New government formation ready

March 26

Saad Eddine El Othmani announces that he has a six-party coalition ready. In addition to PJD, RNI, MP, UC, PPS and UFSP are included.

New Prime Minister to be appointed

March 16

After five months have elapsed after the election without the formation of a new government, the king announces that a new prime minister should be appointed. Another member of the PJD will now be commissioned to form a government as soon as possible, it says in a statement. Benikrane says he will soon leave the party leader’s assignment.

Member killed

March 7

MP Abdellatif Merdas is shot dead near his home in Casablanca. Merdas was a member of the Liberal Party UC. A man is later sentenced to death and Merda’s widow to life imprisonment for the murder which has had to do with “sex, money and revenge”. Two more people are sentenced to long prison terms for involvement in the murder.

UN envoy Ross resigns

6 March

UN Western Saharan envoy Christopher Ross is said to have submitted his resignation application to the new Secretary-General António Guterres. During his eight years as an envoy, Ross has tried to get the parties to resume negotiations – without success. Morocco has criticized him for being partial to Polisario’s advantage. Polisario accuses Morocco of causing Ross’s departure by blocking negotiations since 2012.


Retreat from buffer zone

February 26th

Moroccan troops are withdrawn from the UN buffer zone Guerguerat at the border with Mauritania. This is expected to dampen the tense situation that occurred in August. However, Polisario dismisses the message of retreat as a political play


Morocco resumed in AU

30th of January

The African Union is voting to re-join Morocco, after 33 years of absence. The opposition is still great among some AU countries because of the Western Sahara issue and the debate before the vote is dragging on. In the end, 39 of the AU’s 54 countries support the membership.

New President elected

January 16

Parliament elects Habib el-Malki as new president, three months after the election. Malki is the sole candidate and is elected with 198 votes out of the 395 possible.

Cans ban provokes debate

January 13

Media reports that a ban on the manufacture, import and sale of cans should be introduced raises a loud debate. In Morocco, Muslim headscarves are common – mainly hijab (which does not cover the face) and some salafists niqab (which does not cover the eyes). However, Burka (which covers the entire face) is unusual.

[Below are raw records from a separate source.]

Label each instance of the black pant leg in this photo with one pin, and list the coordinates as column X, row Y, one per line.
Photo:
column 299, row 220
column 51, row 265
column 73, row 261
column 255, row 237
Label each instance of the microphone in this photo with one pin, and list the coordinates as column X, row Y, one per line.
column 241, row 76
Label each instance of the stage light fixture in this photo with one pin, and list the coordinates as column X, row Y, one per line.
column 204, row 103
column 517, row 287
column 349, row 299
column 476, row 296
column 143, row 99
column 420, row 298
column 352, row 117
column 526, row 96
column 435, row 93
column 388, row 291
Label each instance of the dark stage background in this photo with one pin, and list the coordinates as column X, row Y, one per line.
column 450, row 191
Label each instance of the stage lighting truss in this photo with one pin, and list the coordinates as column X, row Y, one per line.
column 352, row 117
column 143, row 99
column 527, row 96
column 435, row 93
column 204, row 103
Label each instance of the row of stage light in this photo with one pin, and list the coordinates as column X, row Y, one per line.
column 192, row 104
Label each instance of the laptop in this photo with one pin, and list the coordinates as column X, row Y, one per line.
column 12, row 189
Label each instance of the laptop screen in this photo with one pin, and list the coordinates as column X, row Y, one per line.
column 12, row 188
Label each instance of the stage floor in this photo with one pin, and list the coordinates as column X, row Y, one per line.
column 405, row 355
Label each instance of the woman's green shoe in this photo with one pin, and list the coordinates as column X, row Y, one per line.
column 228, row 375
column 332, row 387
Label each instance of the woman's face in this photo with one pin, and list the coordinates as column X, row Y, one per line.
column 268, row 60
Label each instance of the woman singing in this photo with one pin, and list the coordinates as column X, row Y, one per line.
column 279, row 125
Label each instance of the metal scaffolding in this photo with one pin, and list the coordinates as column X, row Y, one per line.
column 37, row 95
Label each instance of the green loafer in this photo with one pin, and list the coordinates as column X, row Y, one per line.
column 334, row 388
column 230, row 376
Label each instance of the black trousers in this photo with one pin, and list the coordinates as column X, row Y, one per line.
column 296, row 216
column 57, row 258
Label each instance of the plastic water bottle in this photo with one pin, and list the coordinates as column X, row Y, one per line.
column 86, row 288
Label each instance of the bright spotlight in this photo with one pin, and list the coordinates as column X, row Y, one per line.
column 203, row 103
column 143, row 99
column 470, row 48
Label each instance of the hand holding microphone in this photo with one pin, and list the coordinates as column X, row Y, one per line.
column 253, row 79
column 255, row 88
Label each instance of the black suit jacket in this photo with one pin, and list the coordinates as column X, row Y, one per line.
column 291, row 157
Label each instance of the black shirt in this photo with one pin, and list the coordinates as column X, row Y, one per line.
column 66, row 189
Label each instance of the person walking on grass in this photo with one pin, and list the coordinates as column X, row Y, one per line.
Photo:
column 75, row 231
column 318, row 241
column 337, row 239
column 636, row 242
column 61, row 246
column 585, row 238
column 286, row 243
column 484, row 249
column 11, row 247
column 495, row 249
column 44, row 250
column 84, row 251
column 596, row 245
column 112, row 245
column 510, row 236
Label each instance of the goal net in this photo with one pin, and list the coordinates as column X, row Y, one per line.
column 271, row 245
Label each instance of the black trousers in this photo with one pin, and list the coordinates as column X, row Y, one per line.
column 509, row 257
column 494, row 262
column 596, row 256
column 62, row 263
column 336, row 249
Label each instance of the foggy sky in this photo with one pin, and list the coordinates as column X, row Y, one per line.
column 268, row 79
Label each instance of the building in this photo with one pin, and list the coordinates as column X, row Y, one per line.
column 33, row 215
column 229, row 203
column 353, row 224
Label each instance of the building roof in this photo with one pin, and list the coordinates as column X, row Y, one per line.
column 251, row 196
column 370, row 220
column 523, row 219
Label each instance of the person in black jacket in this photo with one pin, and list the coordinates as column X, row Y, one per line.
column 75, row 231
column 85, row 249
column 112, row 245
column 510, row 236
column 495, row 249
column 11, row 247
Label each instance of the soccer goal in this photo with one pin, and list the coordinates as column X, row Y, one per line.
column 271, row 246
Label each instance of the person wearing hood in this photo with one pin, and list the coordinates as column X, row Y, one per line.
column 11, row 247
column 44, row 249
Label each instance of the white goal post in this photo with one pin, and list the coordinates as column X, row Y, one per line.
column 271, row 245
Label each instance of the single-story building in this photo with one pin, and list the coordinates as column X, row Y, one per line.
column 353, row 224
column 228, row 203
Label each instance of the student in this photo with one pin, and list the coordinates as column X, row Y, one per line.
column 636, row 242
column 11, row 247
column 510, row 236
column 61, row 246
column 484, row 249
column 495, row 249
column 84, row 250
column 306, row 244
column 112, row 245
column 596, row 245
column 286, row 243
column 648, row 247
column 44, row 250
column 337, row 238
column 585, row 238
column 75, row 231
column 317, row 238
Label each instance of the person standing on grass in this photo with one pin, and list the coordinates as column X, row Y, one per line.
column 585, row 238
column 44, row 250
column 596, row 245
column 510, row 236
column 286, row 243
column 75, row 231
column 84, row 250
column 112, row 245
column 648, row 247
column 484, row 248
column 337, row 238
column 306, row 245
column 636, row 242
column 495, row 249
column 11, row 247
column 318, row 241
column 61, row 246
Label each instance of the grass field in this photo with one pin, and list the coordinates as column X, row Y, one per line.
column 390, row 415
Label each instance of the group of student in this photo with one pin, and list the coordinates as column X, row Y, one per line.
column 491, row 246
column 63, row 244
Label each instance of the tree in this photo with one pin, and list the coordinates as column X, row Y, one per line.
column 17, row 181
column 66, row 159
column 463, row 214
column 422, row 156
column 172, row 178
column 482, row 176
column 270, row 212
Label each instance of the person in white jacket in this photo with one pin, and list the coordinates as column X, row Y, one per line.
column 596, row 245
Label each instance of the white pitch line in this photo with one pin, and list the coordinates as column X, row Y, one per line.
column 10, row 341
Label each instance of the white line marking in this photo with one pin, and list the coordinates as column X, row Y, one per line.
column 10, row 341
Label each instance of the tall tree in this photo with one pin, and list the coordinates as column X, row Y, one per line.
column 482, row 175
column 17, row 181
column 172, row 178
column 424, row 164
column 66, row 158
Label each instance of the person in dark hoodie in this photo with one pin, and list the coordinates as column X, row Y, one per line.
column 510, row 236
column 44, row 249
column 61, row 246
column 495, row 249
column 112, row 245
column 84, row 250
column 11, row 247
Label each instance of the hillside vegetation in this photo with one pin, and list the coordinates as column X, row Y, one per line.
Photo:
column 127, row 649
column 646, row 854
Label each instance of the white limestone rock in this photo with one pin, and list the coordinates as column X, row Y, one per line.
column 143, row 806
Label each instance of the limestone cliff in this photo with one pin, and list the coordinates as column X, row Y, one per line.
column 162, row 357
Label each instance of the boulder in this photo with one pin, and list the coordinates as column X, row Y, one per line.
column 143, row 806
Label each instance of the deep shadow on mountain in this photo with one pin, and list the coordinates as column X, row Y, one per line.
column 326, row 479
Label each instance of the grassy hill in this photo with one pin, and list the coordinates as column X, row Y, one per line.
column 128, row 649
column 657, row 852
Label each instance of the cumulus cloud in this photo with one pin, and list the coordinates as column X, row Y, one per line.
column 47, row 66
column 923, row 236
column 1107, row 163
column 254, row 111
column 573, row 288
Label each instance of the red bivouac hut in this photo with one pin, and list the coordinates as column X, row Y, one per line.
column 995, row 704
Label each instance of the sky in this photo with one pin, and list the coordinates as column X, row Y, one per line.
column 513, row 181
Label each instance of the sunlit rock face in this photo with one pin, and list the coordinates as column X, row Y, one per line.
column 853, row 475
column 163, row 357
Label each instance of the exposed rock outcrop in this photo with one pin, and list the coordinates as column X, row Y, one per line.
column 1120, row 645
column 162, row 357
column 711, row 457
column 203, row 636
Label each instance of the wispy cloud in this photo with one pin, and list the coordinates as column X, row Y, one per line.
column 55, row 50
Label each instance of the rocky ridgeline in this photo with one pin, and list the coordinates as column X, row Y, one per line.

Talks about government formation break down

January 8

Morocco ends up in a political stalemate when Prime Minister Benikrane gives up attempts to form a new government and interrupts talks with RNI and MP. According to analysts, the talks have increasingly come to be a power struggle power struggle between the Islamists in the PJD and royalist forces.

Big break-in attempt in Ceuta

January 1st

Some 50 Moroccan and five Spanish border guards are injured when around 1,100 African migrants try to storm the fence and make their way into the Spanish enclave. Only two manage to get over the six meter high fence but they are injured and taken to hospital. In December, over 400 migrants managed to get into Ceuta.